Rolls-Royce Motor Cars and Rolls-Royce PLC parted ways more than 40 years ago, but it seems a lot of consumers are still struggling to tell the two apart. That hasn’t always been a problem. When both were booming the super-luxury car maker was happy for the engine manufacturer to piggyback on its reputation for quality.
But now the aerospace giant has begun to weigh on the automotive company's brand. Rolls-Royce PLC has had a tricky few years and things got even worse last week when it issued yet another profit warning and its shares tanked a further 18%. For Rolls-Royce Motor Cars, which is now a subsidiary of BMW, this historical association has become a liability.
‘We know how famous the brand is, and as much as we have done to make clear that they are separate, for many people it is hard to see the difference,’ the car company’s boss Torsten Müller-Ötvös told the Telegraph. ‘When people read about turmoil at Rolls-Royce in a newspaper it causes concern.’

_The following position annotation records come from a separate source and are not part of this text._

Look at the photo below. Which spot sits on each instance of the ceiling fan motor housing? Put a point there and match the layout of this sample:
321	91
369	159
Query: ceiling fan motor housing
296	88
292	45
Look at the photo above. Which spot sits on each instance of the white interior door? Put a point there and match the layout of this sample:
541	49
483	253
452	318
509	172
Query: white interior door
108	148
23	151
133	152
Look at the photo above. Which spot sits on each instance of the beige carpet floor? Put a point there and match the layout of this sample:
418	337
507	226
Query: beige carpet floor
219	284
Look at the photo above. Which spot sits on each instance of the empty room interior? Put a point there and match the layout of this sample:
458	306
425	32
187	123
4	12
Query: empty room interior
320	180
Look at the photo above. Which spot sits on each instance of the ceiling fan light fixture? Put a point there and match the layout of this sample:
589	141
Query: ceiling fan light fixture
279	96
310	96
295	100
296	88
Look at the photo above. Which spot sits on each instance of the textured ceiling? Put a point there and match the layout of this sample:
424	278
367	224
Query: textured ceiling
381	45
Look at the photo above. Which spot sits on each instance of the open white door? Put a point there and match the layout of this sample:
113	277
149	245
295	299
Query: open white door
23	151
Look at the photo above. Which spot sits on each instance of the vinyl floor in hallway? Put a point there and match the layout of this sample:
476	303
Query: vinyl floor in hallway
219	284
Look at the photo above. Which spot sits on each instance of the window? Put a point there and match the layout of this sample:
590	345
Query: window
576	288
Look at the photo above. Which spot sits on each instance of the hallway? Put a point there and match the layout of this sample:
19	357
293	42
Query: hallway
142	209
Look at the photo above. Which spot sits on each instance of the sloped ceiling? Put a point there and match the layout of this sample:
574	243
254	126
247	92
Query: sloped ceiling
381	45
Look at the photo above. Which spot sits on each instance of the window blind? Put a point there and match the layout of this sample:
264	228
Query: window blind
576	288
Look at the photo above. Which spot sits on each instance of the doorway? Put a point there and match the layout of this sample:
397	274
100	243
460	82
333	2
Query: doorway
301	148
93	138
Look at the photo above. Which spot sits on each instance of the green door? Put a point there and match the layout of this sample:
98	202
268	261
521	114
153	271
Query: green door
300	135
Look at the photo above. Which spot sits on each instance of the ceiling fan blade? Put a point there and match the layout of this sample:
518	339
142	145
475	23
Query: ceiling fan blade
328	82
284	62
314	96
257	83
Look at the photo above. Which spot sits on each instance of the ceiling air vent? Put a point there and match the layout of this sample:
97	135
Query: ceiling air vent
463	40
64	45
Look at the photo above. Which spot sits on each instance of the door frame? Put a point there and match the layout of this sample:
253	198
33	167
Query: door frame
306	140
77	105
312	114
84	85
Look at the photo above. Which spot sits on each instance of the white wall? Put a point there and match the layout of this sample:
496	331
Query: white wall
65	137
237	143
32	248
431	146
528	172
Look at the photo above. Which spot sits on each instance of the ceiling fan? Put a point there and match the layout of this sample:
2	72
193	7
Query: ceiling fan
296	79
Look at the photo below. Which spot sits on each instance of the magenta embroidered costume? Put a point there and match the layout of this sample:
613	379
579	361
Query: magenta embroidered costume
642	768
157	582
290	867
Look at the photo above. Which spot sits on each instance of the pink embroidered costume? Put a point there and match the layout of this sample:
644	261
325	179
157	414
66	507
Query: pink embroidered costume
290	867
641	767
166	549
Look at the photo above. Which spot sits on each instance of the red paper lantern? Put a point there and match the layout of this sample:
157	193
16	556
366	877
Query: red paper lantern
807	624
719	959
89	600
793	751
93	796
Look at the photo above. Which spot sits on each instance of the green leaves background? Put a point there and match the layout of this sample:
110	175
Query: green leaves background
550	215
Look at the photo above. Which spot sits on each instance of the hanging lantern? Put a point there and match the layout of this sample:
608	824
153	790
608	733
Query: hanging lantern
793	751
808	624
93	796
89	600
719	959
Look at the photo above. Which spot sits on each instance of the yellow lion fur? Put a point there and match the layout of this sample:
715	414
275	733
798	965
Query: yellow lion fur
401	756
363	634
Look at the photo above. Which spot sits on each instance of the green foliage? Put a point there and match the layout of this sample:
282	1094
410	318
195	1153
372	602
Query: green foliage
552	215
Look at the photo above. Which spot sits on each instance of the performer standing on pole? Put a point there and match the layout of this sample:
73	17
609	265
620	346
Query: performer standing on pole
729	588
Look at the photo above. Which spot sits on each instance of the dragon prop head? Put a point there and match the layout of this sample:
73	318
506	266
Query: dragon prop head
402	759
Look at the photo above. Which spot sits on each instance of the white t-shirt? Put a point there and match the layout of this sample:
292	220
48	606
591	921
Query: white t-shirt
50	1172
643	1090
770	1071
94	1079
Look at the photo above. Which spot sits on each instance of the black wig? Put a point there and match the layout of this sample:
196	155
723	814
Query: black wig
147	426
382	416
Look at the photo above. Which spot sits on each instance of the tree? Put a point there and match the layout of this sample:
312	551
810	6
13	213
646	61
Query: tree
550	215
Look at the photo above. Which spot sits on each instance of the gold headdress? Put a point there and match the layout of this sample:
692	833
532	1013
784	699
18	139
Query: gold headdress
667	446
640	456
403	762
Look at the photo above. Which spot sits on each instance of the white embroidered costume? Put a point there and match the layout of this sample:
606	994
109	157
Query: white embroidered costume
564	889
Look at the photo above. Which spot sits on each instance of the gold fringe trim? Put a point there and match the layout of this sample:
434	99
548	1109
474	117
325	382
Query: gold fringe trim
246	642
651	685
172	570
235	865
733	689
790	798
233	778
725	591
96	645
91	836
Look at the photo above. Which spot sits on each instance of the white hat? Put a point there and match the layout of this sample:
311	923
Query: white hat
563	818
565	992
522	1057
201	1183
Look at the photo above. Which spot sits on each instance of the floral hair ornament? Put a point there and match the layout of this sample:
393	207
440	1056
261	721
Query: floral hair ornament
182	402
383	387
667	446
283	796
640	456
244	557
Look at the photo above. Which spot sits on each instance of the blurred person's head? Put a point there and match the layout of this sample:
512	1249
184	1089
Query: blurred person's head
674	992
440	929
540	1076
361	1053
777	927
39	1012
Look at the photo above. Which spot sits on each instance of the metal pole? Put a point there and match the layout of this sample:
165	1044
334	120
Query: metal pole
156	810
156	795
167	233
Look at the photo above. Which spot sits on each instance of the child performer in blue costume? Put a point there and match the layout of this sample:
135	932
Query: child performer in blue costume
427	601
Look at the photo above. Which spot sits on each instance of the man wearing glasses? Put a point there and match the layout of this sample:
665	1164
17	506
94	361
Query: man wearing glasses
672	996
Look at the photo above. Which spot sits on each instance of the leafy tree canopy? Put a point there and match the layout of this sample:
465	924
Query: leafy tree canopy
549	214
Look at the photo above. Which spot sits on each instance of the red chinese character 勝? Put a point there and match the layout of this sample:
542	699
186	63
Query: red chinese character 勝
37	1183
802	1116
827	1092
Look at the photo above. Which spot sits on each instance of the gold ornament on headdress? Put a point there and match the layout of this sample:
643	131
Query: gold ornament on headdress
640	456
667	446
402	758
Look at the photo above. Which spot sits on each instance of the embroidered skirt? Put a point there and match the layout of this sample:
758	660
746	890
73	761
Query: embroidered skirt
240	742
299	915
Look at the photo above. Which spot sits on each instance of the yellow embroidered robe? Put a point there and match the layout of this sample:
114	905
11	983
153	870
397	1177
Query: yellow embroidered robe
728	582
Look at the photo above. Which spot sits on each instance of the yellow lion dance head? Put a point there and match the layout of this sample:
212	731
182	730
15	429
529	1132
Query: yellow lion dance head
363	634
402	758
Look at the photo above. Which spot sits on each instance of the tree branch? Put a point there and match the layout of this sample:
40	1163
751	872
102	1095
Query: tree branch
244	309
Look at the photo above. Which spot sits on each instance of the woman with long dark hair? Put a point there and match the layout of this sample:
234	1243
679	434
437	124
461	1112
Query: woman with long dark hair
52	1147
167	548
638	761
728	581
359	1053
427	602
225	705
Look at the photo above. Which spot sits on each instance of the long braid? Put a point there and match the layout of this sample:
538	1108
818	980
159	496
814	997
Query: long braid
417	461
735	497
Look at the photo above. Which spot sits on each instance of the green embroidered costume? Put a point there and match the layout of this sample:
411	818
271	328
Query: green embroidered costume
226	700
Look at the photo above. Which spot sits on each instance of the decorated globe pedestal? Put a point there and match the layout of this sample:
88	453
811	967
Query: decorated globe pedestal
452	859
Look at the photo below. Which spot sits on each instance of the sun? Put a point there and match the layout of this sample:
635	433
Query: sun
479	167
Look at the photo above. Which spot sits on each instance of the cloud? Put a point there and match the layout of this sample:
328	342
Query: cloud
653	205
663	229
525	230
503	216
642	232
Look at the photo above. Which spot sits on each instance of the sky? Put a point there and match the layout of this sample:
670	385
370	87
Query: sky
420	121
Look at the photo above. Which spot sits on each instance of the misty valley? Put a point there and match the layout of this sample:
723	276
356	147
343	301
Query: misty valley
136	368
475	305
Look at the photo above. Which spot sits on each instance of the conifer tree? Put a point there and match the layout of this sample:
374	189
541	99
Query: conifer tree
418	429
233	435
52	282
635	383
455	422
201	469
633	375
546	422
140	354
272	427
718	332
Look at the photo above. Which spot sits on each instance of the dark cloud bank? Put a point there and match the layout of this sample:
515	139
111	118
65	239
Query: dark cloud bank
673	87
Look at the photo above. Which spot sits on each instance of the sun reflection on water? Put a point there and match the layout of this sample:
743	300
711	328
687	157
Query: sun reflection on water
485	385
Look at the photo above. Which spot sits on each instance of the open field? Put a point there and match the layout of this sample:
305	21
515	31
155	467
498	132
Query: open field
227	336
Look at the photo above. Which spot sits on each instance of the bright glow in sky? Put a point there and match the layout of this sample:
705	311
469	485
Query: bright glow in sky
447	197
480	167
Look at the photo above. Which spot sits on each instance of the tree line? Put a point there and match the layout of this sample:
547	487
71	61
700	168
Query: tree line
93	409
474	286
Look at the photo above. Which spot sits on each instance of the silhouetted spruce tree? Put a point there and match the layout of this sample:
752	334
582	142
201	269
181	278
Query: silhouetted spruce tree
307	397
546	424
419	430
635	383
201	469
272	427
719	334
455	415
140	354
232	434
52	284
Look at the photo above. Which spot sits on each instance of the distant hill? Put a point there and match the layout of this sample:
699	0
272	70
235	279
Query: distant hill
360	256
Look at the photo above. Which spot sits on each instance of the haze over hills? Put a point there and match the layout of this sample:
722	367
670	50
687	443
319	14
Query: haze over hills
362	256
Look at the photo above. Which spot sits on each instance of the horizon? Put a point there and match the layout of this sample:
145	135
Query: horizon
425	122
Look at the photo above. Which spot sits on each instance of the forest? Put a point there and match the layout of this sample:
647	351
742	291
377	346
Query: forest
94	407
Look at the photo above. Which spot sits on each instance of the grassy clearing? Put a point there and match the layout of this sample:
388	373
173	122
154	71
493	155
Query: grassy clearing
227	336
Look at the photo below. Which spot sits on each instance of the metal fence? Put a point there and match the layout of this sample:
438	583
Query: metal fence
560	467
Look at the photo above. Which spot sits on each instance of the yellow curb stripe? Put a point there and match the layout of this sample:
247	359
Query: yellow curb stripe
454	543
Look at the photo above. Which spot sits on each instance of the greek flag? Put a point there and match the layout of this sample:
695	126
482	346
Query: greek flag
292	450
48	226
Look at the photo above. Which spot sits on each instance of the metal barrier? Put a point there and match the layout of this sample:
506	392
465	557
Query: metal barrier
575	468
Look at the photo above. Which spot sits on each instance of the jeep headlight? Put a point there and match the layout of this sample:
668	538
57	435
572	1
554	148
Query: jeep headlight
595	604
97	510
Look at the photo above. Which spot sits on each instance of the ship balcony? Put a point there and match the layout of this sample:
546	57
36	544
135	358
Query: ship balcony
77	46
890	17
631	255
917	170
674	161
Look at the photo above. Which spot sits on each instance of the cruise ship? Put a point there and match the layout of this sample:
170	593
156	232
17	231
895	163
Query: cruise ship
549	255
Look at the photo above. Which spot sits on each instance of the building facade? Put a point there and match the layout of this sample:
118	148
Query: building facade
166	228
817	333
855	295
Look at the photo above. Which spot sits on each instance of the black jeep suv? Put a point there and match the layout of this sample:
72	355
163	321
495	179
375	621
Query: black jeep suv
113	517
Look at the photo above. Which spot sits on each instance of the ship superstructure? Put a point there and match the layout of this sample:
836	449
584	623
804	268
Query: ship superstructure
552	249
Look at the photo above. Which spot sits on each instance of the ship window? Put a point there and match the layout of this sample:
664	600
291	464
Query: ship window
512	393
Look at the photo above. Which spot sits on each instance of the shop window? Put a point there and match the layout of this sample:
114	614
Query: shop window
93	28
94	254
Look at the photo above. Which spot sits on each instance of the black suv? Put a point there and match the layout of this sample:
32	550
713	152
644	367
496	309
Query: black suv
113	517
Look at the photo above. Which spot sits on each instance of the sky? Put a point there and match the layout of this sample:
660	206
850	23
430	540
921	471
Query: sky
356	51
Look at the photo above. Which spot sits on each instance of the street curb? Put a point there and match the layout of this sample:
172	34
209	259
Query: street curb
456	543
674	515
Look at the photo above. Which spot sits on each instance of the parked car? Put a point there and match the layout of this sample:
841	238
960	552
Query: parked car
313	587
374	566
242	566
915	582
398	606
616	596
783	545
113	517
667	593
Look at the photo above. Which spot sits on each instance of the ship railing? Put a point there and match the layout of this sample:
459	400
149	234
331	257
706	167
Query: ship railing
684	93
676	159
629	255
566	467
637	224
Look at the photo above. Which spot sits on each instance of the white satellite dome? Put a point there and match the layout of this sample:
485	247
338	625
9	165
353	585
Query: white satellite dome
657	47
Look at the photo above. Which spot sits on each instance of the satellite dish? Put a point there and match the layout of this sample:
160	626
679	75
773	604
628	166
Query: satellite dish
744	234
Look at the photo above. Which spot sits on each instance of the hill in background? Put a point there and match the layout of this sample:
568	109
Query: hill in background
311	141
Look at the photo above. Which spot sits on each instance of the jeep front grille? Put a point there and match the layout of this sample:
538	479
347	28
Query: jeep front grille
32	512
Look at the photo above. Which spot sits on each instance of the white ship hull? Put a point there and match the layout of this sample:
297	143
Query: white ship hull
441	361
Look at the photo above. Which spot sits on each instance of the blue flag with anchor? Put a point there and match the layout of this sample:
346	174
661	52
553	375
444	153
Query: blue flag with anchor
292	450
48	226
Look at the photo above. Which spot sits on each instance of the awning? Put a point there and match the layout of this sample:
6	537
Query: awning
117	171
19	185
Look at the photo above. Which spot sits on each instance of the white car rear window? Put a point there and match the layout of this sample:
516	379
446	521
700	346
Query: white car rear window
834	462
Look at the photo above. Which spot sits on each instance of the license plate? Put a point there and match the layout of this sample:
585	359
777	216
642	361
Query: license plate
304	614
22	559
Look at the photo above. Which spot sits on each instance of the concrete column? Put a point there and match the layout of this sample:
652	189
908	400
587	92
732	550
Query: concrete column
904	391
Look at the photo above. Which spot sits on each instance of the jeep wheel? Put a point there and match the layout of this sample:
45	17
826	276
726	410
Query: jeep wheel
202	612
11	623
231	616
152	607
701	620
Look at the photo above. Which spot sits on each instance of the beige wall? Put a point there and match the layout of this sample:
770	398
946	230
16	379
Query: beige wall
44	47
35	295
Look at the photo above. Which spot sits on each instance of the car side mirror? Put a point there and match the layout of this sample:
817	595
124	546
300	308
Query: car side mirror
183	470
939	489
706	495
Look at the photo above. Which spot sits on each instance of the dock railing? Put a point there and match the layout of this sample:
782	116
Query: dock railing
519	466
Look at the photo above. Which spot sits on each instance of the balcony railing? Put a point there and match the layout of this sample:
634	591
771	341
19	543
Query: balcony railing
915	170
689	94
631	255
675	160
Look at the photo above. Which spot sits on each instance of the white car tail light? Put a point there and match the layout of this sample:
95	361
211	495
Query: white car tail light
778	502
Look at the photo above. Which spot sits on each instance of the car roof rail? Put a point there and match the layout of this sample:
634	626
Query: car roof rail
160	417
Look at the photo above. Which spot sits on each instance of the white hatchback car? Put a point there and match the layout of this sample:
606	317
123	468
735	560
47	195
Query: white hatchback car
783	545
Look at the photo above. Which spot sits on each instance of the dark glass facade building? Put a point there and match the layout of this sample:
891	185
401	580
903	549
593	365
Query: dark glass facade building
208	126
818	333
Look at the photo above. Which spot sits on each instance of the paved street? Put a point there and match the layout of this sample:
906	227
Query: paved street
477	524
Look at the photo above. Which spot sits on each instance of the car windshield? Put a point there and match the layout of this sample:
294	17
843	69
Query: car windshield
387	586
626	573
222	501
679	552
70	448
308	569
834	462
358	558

The link between financial performance and brand value might not always be especially pronounced – the concerns of shareholders aren’t necessarily shared by customers. But Rolls-Royce’s brand is all about projecting success, and it’s easy to see how a captain of industry, an Arabian sheikh or a Russian oligarch could want to distance themselves from a business that some perceive to be failing.
The motor company has made similar noises before, issuing a press release last November stressing the difference between the two businesses. ‘Rolls-Royce Motor Cars is a completely distinct company from Rolls-Royce plc which manufactures engines for aircraft, ships and land applications,’ the statement urged.
‘Rolls-Royce Motor Cars recently announced that it is on track for a record year in 2014. The company is poised to deliver a record of over 4,000 super-luxury motor cars, making 2014 the fifth consecutive record year and the highest in the marque’s history.’
It seems the message didn’t get through (perhaps unsurprisingly), but there’s not much else Herr Müller-Ötvös can do about it. A rebrand is surely an absolute no-no, and he would need the persuasive powers of a hostage negotiator to convince the other company to give up its own name. Unless Rolls-Royce Plc collapses or is acquired (a prospect which, to be fair, seems increasingly possible), its automotive cousin will probably just have to lump it and drive on.